# Going to AEP this weekend April 9th and 10th



## dre (Aug 14, 2009)

Anyone else heading down to AEP this weekend? I think the fish are really going to be biting as long as I find the right pond, which I am researching now (any suggestions let me know =). Normally I fish the ponds around campsite K but my buddy wants to take his basshound down there and the ponds I normally fish are small and mainly float tube ponds. May try something around C? Also anyone know what campgrounds are currently open? Lets hope the thunderstorms that they are predicting this weekend don't last all day!

Thank you!

Matt


----------



## FishJunky (May 20, 2004)

Try Q. Open this year.


----------



## dre (Aug 14, 2009)

Can you camp there right now?


----------



## pastorchris (Mar 19, 2007)

I cant seem to remember......where is Q?


----------



## dre (Aug 14, 2009)

I'm not sure where it's at either?


----------



## Networthy (Dec 22, 2008)

Q is between D and Grove Church Rd. If you are heading up the hill towards Grove Church Rd it is the ponds on the right. If i remember right it is just past Windy Hill.


----------



## FLT_TUBE_JNKY (Jun 6, 2006)

Dre I'll be down saturday morning in my red ranger if you see me I'll show you where Q is. Will be staying the night at K.


----------



## Snakecharmer (Apr 9, 2008)

dre said:


> Anyone else heading down to AEP this weekend? I think the fish are really going to be biting as long as I find the right pond, which I am researching now (any suggestions let me know =). Normally I fish the ponds around campsite K but my buddy wants to take his basshound down there and the ponds I normally fish are small and mainly float tube ponds. May try something around C? Also anyone know what campgrounds are currently open? Lets hope the thunderstorms that they are predicting this weekend don't last all day!
> 
> Thank you!
> 
> Matt


Hey Matt - Hows that Creek Company Float Tube doing?

Snake


----------



## BassDaddy (May 18, 2005)

"Q is between D and Grove Church Rd. If you are heading up the hill towards Grove Church Rd it is the ponds on the right. If i remember right it is just past Windy Hill. "

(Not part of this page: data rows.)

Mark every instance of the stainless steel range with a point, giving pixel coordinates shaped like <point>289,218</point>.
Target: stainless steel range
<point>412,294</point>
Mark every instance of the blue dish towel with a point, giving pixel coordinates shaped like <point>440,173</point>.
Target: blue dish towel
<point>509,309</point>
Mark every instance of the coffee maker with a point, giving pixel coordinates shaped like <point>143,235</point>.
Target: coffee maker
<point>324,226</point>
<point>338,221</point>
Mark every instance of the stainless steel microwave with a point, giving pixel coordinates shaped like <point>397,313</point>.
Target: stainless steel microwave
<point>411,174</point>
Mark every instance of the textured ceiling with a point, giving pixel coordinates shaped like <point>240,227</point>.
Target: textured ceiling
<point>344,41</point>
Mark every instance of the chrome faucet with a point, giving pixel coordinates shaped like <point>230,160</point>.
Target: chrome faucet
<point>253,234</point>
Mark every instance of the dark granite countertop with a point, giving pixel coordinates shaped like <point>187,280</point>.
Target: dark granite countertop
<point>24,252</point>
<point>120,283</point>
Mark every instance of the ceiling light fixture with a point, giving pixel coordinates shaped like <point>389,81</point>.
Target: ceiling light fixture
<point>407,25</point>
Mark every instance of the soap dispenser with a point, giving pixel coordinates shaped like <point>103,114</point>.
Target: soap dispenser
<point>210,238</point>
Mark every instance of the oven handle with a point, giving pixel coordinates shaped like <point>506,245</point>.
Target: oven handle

Is it just ponds or are there campsites? I've been going down for years and have always heard about a campsite Q but don't know anything about it. I'm not even sure if I know where its at. Is it marked with a sign or anything....hmmm, could be very interesting this year.


----------



## FishJunky (May 20, 2004)

No camping.


----------



## mrlbass99 (Apr 10, 2011)

what is AEP mean and where at ??? i never seen before ... becouse i am new in ohio...




dre said:


> Anyone else heading down to AEP this weekend? I think the fish are really going to be biting as long as I find the right pond, which I am researching now (any suggestions let me know =). Normally I fish the ponds around campsite K but my buddy wants to take his basshound down there and the ponds I normally fish are small and mainly float tube ponds. May try something around C? Also anyone know what campgrounds are currently open? Lets hope the thunderstorms that they are predicting this weekend don't last all day!
> 
> Thank you!
> 
> Matt


----------



## dre (Aug 14, 2009)

Snakecharmer - Float tube works well! Unfortuntely the fishing was awful. Between two of us we caught 2 bass, one 13 and one 14 inches. Threw everything at them. I have no idea what was wrong because I know the pond we went to is loaded. And it wasn't at Q. We tried to find Q and had no idea where it was or what ponds they were?? Got a little redemption Sunday morning when I hit up a farm pond near zanesville and caught a 4 1/2 pound largemouth, felt good to have some weight on the other end of the line. Yeah I don't know what was up with AEP this past weekend, anyone else have luck?


----------



## fishinaway (Apr 2, 2011)

mrlbass99 said:


> what is AEP mean and where at ??? i never seen before ... becouse i am new in ohio...


American Electric Power (aep) it is land that the company lets outdoor enthusiast use for fishing camping hiking hunting etc. it is between cumberland and mconnelsville. i dont know how much land it is but it is several thousand acres with alot of strip mine ponds. check it out it is a great place and all you need is a permit that i think is still free.


----------



## FishJunky (May 20, 2004)

it is free. go online for a free permit. last i heard it was 35,000acres.


----------